There are a couple of points in favour of the periodic merge approach,
firstly that if people really care about producing a high-quality,
release-quality, QA'd Mesa-7.6, then you'll find yourself:
  - testing the 7.6 branch
  - spotting bugs on the 7.6 branch
  - developing and committing fixes on the 7.6 branch,
  - repeat for the entire supported life of the driver.

>From that point on, it is natural to want to be 100% sure that bug-fixes
have been preserved, and periodically merging the 7.6 branch to master
guarantees that none of those bugfixes will be lost/forgotten.

This doesn't prevent people who want to work a different way from
developing bugfixes on master and cherry-picking them to stable, but
it's not a natural workflow for the case where a bug is spotted on
stable and needs to be fixed on stable.

It seems the objections so far to this practice are that:
1) you get repeat mail-outs of merged fixes
2) it's different to some other projects workflow
3) merging becomes more difficult over time.

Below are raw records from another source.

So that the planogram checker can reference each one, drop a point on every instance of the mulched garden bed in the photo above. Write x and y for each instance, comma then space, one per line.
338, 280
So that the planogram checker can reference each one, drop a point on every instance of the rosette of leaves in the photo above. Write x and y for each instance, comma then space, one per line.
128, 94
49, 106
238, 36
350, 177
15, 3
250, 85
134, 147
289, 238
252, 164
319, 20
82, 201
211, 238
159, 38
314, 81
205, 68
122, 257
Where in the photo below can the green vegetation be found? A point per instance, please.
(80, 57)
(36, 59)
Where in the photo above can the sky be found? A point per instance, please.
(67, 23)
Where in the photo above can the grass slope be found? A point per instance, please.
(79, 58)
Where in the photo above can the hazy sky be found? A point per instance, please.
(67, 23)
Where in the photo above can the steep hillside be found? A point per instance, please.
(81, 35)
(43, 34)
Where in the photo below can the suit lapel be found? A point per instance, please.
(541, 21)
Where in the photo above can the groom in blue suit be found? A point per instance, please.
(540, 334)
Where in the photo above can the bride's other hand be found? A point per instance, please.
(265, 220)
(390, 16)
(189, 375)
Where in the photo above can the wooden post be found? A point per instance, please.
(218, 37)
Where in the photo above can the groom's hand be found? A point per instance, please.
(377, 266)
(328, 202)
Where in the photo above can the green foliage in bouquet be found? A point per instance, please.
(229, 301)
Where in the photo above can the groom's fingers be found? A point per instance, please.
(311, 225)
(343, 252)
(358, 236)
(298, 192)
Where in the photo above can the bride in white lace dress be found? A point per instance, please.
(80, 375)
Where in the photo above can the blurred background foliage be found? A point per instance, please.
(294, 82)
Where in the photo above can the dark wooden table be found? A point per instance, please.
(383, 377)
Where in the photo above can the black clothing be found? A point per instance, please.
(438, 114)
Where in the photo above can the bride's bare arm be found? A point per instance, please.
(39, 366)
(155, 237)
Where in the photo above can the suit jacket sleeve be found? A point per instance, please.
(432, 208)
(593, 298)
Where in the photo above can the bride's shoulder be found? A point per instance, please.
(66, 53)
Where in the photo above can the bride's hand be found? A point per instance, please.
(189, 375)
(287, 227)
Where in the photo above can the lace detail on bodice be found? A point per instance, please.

Firstly, I'll just say that (3) hasn't been true in my experience.  I'm
sure branches that are allowed to grow infinitely far apart will be hard
to merge, but the repeated merge from 7.5->master has had the effect of
making each individual merge very easy.  In fact, it seems easier than
cherry-picking the same number of commits, as git is able to use more
information to resolve conflicts in the merge path.

I would argue that (1) could be fixed with a smarter git commit script,
and that (2) will change over time as people realize how well git can
manage these repeated merges between even hugely divergent branches.